# `uarray` NumPy Compatability

In [1]:
from uarray import *
import numpy as np
from numba import njit

## Original Expression

Let's look at this simple NumPy expression of calling the outer production of two values and then indexing it:

In [2]:
def some_fn(a, b):
    return np.multiply.outer(a, b)[5]

We can see that this does a lot of extra work, since we discard most of the results of the outer product after indexing. We can look at the time:

In [3]:
args = [np.arange(1000), np.arange(10)]

In [4]:
%time some_fn(*args)

CPU times: user 230 µs, sys: 107 µs, total: 337 µs
Wall time: 285 µs


array([ 0,  5, 10, 15, 20, 25, 30, 35, 40, 45])

## Uarray reduced

Now let's use uarray's `optimize` decorator to create an updated function that specifes the dimensionality of the arrays to produced an optimized form:

In [5]:
@optimize
def optimized_some_fn(a, b):
    return some_fn(a.has_dim(1), b.has_dim(1))

Now let's try our function out to see if it's faster:

In [6]:
%time optimized_some_fn(*args)

CPU times: user 27 µs, sys: 7 µs, total: 34 µs
Wall time: 39.1 µs


array([ 0.,  5., 10., 15., 20., 25., 30., 35., 40., 45.])

Yep about 10x as fast. Let's look at how this is done! First, we create an abstract representation of the array operations:

In [7]:
optimized_some_fn.__optimize_steps__['resulting_expr']

Index(Sequence(Value('1'), VectorCallable(Content(Scalar(Value('5'))))),
      OuterProduct(Function(Content(Call(Ufunc(<ufunc 'multiply'>),
                                         Scalar(Unbound('', variable_name=i0)),
                                         Scalar(Unbound('', variable_name=i1)))),
                            Unbound('', variable_name=i0),
                            Unbound('', variable_name=i1)),
                   ToSequenceWithDim(NPArray(Expression(Name(id='a', ctx=Load()))),
                                     Value('1')),
                   ToSequenceWithDim(NPArray(Expression(Name(id='b', ctx=Load()))),
                                     Value('1'))))

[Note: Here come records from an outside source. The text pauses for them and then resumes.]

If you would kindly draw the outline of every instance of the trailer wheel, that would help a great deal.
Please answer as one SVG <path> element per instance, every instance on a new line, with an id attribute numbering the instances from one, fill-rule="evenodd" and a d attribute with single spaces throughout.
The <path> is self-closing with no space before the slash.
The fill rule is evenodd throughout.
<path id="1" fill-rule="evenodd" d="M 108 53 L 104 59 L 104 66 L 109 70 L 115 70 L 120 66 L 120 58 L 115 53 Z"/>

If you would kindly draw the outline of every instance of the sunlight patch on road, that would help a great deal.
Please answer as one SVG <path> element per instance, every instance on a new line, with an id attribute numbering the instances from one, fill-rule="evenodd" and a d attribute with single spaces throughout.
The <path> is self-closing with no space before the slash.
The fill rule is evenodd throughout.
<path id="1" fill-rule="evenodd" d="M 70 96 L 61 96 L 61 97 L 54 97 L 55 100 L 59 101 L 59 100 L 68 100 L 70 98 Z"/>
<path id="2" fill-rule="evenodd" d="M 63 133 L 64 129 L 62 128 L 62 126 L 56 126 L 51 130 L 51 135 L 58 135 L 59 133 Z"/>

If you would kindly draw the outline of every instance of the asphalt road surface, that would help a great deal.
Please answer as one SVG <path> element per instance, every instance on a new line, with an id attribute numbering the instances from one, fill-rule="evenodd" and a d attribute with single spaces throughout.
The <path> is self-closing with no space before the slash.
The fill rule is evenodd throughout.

Then, we compile that to Python AST:

In [8]:
print(optimized_some_fn.__optimize_steps__['ast_as_source'])



def fn(a, b):
    i_5 = ()
    i_6 = b.shape[0]
    i_1 = ((i_6,) + i_5)
    i_0 = np.empty(i_1)
    i_2 = b.shape[0]
    for i_3 in range(i_2):
        i_9 = 5
        i_10 = a
        i_7 = i_10[i_9]
        i_11 = i_3
        i_12 = b
        i_8 = i_12[i_11]
        i_4 = (i_7 * i_8)
        i_0[i_3] = i_4
    return i_0



## Numba optimized

To give this an extra speed boost, we can compile the returned expression with Numba:

In [9]:
numba_optimized = njit(optimized_some_fn)

In [10]:
# run once first to compile
numba_optimized(*args)
                
%time numba_optimized(*args)

CPU times: user 8 µs, sys: 1 µs, total: 9 µs
Wall time: 11.7 µs


array([ 0.,  5., 10., 15., 20., 25., 30., 35., 40., 45.])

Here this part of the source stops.